'London’s Burning'

Samuel Pepys y el gran incendio de Londres



02 Sep 2015

El curador Kristian Martin sobre Samuel Pepys y el Gran Incendio de Londres, y cómo enterrar el queso parmesano.





por Kristian Martin

El gran incendio de Londres

Londres antes y después del Gran Incendio

Panorámicas de la ciudad de Londres antes y después del Gran Incendio de Wenceslao Grite, 1666 (PAH9901)



Junto con la epidemia de peste bubónica que azotó la ciudad el año anterior, el Gran Incendio tuvo un impacto inimaginable en Londres y su gente.

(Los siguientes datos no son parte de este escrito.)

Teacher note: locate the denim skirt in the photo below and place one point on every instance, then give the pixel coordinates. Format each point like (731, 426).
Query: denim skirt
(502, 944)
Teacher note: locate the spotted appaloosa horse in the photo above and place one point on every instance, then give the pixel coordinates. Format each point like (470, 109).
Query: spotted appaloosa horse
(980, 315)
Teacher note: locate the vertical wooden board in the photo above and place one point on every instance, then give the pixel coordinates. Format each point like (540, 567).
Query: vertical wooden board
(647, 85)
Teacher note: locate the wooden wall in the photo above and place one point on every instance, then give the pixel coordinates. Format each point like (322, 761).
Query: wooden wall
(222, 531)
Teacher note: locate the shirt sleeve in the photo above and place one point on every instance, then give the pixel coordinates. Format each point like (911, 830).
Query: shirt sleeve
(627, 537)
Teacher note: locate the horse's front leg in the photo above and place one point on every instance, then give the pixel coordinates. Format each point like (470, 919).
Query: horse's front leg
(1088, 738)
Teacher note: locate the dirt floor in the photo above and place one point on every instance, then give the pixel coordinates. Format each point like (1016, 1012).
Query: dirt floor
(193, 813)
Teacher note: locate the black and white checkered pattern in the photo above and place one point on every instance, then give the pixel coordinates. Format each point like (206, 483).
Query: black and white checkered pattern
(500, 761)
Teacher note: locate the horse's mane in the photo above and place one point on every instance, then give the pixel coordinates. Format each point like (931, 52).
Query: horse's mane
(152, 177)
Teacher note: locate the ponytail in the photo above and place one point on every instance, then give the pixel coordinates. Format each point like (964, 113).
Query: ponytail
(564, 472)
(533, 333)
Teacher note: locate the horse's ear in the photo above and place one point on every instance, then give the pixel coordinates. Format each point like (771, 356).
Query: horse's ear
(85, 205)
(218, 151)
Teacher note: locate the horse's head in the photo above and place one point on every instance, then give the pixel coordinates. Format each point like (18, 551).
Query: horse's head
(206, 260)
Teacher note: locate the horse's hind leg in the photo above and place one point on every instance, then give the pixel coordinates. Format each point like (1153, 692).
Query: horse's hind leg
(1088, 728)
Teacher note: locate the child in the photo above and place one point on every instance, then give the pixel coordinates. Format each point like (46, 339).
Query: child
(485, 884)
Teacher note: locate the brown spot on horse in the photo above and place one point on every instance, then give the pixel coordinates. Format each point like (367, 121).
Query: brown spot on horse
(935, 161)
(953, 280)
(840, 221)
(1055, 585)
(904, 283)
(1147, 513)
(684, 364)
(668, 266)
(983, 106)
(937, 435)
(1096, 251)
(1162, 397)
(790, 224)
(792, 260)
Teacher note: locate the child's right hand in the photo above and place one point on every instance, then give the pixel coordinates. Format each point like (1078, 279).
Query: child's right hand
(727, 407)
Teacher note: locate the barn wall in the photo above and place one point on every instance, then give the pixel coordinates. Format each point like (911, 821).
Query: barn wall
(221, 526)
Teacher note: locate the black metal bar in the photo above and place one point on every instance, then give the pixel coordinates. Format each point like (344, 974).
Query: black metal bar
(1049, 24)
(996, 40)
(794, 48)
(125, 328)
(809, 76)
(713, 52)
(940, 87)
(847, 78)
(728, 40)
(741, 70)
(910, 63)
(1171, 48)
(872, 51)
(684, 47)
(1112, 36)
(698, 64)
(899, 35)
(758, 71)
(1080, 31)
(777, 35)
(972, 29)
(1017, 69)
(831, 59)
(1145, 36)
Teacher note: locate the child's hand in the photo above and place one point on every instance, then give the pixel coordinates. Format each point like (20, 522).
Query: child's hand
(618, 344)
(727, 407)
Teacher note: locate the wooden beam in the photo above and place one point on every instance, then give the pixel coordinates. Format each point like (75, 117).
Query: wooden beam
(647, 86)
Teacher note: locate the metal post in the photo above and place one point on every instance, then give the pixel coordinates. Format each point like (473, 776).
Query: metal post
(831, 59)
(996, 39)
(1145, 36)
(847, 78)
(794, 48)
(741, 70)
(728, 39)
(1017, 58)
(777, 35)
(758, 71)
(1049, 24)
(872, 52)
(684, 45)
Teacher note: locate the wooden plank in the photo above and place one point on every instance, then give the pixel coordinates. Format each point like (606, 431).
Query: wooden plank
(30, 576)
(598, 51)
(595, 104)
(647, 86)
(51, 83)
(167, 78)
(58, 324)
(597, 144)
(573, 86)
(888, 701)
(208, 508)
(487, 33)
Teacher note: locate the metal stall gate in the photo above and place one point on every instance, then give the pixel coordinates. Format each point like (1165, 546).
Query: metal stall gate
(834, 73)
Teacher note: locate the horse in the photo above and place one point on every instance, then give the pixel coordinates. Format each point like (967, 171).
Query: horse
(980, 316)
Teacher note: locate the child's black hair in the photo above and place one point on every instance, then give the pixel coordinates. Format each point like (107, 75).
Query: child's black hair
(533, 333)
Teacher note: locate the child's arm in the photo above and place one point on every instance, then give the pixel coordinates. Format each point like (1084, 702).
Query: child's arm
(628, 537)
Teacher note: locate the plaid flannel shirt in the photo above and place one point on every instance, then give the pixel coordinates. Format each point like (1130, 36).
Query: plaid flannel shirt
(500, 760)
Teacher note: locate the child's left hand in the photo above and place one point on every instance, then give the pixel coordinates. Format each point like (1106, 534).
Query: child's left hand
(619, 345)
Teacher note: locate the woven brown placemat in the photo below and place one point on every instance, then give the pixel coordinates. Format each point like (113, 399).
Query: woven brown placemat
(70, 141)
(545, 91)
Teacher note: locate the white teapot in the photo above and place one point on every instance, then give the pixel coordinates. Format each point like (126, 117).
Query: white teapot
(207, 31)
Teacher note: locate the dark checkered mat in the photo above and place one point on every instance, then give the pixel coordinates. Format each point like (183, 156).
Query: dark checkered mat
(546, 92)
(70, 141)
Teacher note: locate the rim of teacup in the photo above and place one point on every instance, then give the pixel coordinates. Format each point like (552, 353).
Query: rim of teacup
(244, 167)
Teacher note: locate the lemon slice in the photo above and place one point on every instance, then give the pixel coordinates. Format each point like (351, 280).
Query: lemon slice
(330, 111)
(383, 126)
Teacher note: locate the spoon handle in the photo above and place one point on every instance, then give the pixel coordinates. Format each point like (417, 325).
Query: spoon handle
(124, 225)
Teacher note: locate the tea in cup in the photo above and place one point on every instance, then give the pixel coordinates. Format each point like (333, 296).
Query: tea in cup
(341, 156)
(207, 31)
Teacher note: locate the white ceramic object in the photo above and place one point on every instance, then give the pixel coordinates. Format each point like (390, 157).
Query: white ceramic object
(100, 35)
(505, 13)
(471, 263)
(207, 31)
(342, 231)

El incendio, que estalló en la casa del panadero del rey, Thomas Farynor, a primera hora de la mañana del domingo 2 de septiembre, diezmó cuatro quintas partes de la ciudad: más de 13.200 casas, 87 iglesias parroquiales, 52 salones de la Compañía de Librea, el Guildhall, el Royal Exchange y la Catedral de San Pablo. En palabras de Pepys, el Londres medieval estaba ahora 'todo en polvo'sin embargo, resucitaría de las cenizas con un estilo espectacular.

La descripción de Samuel Pepys de esos cuatro días y noches en los que el fuego arrasó la ciudad es incomparable. Otros registraron en diarios, cartas e informes oficiales los eventos clave y las secuelas, pero el diario de Pepys es exclusivamente humano, honesto y sincero. Podemos sentir la frustración de Pepys por los esfuerzos por detener el fuego, su pánico al presenciar las llamas que se acercan a su casa, su desesperación por salvar sus pertenencias, su sentido del deber para proteger su oficina y su profunda preocupación por la seguridad de su esposa y amigos. . Sobre todo, Pepys es un londinense que presencia la destrucción de su amada ciudad: 'me hizo llorar al verla'.

Samuel Pepys en el centro de las cosas

Samuel Pepys, 1633-1703

Samuel Pepys, 1633-1703



Como tantos grandes eventos de finales del siglo XVII, Pepys está en el centro del Fuego. Despertado groseramente por su doncella, Jane, a las 3 am con noticias del fuego distante, quizás como era de esperar, ya que está acostumbrado a ver incendios entre los edificios de madera densamente poblados de Londres, se encoge de hombros y regresa a la cama. Al darse cuenta de la gravedad del incendio unas horas después, es Pepys quien viaja al Palacio de Whitehall para decirle a Carlos II que la ciudad está en llamas y aconseja el derribo de casas para detenerlo. Como otros, Pepys se resigna rápidamente a lo inevitable y su preocupación se centra en él mismo, su casa y sus pertenencias: el domingo por la noche comienza a empacar, esconder y enviar sus pertenencias, lo que continúa durante los siguientes tres días. Envía sus cosas más valiosas, incluido el diario, a Bethnal Green, lleva a su esposa y secretaria a Woolwich con sus pertenencias restantes y, como es sabido, entierra una valiosa ronda de queso parmesano en su jardín.

En el verdadero estilo de Pepysian, el diario también tiene la habilidad de narrar con franqueza esos pequeños detalles y eventos sobre el incendio que de otro modo se habrían perdido en la historia. Pepys registra palomas chamuscadas que caen del cielo, gente arrojando sus pertenencias al río, un gato chamuscado sacado vivo de una chimenea, copos y gotas de fuego flotando por la ciudad, vidrios derretidos y pandeados por el calor y el suelo caliente como brasas. También comenta sobre la reacción de otros, los que explotan el desastre y las teorías de la conspiración que surgieron rápidamente sobre la causa del incendio.